What happened over the delimitation matter
The debate is not merely about women's reservation.
The earlier legislation became controversial because opposition parties argued that it would fundamentally reshape India's political geography.
At the heart of the dispute lies delimitation — the process of redrawing parliamentary constituencies and redistributing Lok Sabha seats among states.
Southern states, including Tamil Nadu and Kerala, fear they could lose relative influence if future seat allocation is based on more recent population figures, while northern states such as Uttar Pradesh and Bihar could gain substantially.
The BJP, however, argues that the end of the constitutional freeze on delimitation makes some form of legislative intervention necessary. That argument is expected to form a key part of any outreach to the DMK.
Another front opens in Maharashtra
Complicating matters further for the opposition are fresh rumblings within Shiv Sena (UBT).
Reports that some MPs may be in touch with Chief Minister Eknath Shinde's Shiv Sena have prompted the party leadership to move quickly to project unity. "We called a parliamentary meeting. A whip has been released, so it should mean every MP should be present," Shiv Sena (UBT) MP Anil Desai said this week.
Party leader Arvind Sawant dismissed speculation about imminent defections.
"These recent developments and actions are not being done in consultation with Uddhav Thackeray or us. We are receiving this news through media reports. No one from our party has stated they are leaving," he said.
The backdrop is what Maharashtra's political circles have dubbed "Operation Tiger" — speculation that several of the party's nine Lok Sabha MPs may be considering a switch to the Shinde camp.

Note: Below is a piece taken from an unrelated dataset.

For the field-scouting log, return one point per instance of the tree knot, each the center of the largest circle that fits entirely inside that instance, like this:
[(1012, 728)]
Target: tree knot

Whether those rumours translate into actual defections remains uncertain.
But for an opposition alliance already grappling with turbulence in West Bengal and Tamil Nadu, the timing could hardly be worse.
A changing coalition calculus
According to an analysis by ET Bureau, the churn within the opposition could have consequences beyond Parliament's floor arithmetic. If the breakaway in the TMC materialises and more Shiv Sena (UBT) MPs cross over to the NDA fold, the BJP would not only strengthen its legislative position but also subtly reshape the internal balance of power within its own alliance.
Since falling short of a majority in the 2024 Lok Sabha election, the party has relied heavily on the Telugu Desam Party (TDP) and Janata Dal (United) to keep the NDA in power, giving both allies considerable leverage over government formation, policymaking and strategy.
That new reality was reflected in the coalition's early decisions, with the first Budget of the third Modi government carrying significant allocations and flagship projects for Andhra Pradesh and Bihar.
A strengthened Eknath Shinde-led Shiv Sena, combined with a breakaway Trinamool faction aligned with the ruling coalition, would create additional centres of support for the BJP, giving it greater room to manage alliance politics and reducing the influence of any single partner over the government's legislative agenda.
The development does not make TDP or JD(U) any less important, particularly on constitutional amendments that require a two-thirds majority in Parliament. But politically, it signals a broader strategy by the BJP to widen its coalition beyond its present allies.
A monsoon session unlike any other
The NDA still lacks the numbers to push through a constitutional amendment on its own. Any attempt to revive delimitation-linked legislation would require careful negotiation, strategic floor management and support from parties beyond its formal alliance.
Yet the arithmetic is unquestionably moving in the BJP's favour.
The INDIA bloc was conceived as a broad coalition capable of preventing precisely such an outcome by aggregating regional strengths into a national parliamentary counterweight.
As Parliament prepares to meet again, that coalition appears more fragmented than at any point since its formation.